I read in Necessity and Sufficiency that

For example, in graph theory a graph G is called bipartite if it is possible to assign to each of its vertices the color black or white in such a way that every edge of G has one endpoint of each color. And for any graph to be bipartite, it is a necessary and sufficient condition that it contain no odd-length cycles. Thus, discovering whether a graph has any odd cycles tells one whether it is bipartite and vice versa. A philosopher[5] might characterize this state of affairs thus: "Although the concepts of bipartiteness and absence of odd cycles differ in intension, they have identical extension.[6]

So, it looks like extension of equality. Isomorphism also looks like extension of equality. In programming languages and in math, I believe, we say that some objects are not equal (they are different instances) but they can be attributed to the same equivalence class. That is, they are equivalent.
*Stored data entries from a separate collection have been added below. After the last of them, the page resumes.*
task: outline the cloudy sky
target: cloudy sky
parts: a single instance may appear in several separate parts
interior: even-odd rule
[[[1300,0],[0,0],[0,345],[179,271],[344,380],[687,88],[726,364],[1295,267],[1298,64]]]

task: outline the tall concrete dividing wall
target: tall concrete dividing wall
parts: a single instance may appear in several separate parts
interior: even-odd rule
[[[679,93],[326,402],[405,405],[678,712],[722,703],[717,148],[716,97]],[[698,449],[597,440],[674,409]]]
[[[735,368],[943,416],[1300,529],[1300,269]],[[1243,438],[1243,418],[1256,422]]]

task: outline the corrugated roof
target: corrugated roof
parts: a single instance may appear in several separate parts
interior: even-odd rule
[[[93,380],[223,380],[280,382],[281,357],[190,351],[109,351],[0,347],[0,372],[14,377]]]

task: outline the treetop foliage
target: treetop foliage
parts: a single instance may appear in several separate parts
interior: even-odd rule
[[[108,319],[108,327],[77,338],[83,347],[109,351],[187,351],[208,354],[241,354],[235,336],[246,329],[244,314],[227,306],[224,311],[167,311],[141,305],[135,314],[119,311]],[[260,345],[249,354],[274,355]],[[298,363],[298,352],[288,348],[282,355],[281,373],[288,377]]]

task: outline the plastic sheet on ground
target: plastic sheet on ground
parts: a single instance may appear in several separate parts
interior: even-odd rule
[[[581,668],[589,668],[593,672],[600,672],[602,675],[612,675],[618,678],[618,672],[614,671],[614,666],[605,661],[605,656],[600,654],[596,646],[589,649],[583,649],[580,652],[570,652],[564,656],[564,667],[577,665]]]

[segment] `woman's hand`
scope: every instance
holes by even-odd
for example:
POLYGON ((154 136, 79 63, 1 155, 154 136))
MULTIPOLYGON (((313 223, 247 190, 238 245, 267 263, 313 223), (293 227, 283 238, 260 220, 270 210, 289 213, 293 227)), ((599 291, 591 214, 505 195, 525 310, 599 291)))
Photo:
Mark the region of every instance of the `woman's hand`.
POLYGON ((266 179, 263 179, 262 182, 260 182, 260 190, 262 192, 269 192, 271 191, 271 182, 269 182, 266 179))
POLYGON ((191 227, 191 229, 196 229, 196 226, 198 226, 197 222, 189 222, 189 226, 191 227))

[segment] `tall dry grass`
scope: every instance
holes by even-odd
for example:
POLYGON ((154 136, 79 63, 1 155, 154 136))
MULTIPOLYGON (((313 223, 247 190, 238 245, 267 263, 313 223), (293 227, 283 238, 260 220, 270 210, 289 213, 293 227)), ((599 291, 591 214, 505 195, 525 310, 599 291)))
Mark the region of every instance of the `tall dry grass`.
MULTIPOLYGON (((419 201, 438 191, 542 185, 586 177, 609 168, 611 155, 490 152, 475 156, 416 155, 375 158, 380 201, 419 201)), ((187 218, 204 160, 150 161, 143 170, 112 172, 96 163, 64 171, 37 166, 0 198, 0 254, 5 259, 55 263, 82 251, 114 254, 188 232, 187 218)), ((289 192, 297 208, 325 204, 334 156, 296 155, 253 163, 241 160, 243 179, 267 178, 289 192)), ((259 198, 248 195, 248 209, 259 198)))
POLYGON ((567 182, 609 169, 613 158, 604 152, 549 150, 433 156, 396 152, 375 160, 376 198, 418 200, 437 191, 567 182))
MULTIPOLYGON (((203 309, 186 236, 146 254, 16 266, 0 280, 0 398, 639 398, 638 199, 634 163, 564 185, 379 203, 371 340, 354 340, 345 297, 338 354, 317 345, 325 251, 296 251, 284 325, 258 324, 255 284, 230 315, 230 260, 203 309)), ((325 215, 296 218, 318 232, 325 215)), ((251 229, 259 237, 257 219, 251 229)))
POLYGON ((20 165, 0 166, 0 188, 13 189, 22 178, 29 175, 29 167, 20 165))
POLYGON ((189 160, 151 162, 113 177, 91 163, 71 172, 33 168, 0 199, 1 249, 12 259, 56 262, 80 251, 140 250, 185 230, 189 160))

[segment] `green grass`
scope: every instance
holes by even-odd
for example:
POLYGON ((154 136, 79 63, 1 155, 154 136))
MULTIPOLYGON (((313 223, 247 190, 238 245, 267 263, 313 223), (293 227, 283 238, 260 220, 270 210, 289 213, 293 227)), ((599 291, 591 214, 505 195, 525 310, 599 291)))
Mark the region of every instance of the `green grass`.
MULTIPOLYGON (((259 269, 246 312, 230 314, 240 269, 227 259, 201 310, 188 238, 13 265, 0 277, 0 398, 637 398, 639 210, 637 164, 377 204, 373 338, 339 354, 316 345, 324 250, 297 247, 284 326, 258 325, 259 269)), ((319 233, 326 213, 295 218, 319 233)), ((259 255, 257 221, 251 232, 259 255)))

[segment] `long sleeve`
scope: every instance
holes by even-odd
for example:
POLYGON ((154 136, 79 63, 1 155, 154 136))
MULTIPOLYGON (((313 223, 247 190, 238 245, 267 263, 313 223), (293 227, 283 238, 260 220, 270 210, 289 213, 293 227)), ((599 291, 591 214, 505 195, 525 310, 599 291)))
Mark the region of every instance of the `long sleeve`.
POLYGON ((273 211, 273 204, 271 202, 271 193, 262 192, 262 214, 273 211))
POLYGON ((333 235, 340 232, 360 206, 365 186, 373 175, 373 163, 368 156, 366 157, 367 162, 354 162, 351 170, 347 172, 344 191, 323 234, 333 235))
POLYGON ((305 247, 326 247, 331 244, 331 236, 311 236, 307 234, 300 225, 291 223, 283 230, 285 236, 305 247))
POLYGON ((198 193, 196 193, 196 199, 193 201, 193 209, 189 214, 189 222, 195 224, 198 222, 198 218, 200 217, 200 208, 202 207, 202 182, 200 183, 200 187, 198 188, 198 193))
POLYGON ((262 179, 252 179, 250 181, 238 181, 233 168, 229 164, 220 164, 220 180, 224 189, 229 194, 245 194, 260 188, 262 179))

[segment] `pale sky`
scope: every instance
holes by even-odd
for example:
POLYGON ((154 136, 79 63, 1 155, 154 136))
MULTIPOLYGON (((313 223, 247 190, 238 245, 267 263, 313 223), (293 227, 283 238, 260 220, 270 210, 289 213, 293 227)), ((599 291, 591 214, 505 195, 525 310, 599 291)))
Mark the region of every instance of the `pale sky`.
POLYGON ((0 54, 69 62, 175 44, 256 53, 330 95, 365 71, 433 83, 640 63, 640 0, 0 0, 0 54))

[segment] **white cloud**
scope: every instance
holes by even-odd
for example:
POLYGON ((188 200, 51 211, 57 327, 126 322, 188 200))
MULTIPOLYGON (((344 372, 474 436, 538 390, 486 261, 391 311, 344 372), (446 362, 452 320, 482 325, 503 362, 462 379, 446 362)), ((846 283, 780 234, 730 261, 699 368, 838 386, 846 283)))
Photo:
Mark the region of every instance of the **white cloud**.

Isomorphism says that you should use one equivalent object in one domain and another in the other domain. For instance, I should use 1 mile in UK and 1.609344 km in Europe, I speak about bipartite graphs in coloring and acyclic in some other context. Can I say that isomorphic objects are extensionally equivalent, that is, extension is basically an isomorphism? Both intentions and isomorphisms look like different aspects of the same entity, viewed from different angles for me.

Answer 1

Extension and intension are qualities of concepts, and isomorphism is a quality of objects. The extension of a concept is the set of all objects falling under that concept: the extension of the concept "red" is the set of all red things. Two concepts that have the same extension therefore have the same set of objects as their extensions. An isomorphism is a structure-preserving mapping from one object onto another. A bipartite graph is a graph with no odd-length cycles; they are (mathematically) equivalent definitions. Two definitions are mathematically equivalent if they necessarily have the same extension. Definitions are not mathematical objects, and have no concept of isomorphism.

See also Frege's concept-object distinction.

Answer 2

Your question deal with several concepts which have to be defined first:

• An isomophism is a mathematical concept which relates two structured sets, e.g., two groups or two vector spaces. An isomorphism between two groups is a map f: (G,+) --> (H,+) which is bijective, such that f(x+y) = f(x) + f(y), and such that the same holds for the inverse map. Note that for groups the condition for the inverse map follows from the first property.

• The extension of a concept is the set of all objects to which the concept refers. E.g., the extension of the concept "human" is the set of all "humans".

• The intension of a concept is the meaning of the concept. E.g., the concept "bipartite graph" has a different intension than the concept "graph without odd-length cycles". This can be easily seen from the definition of these concepts.

According to these definitions extension is not a synonym for isomorphism.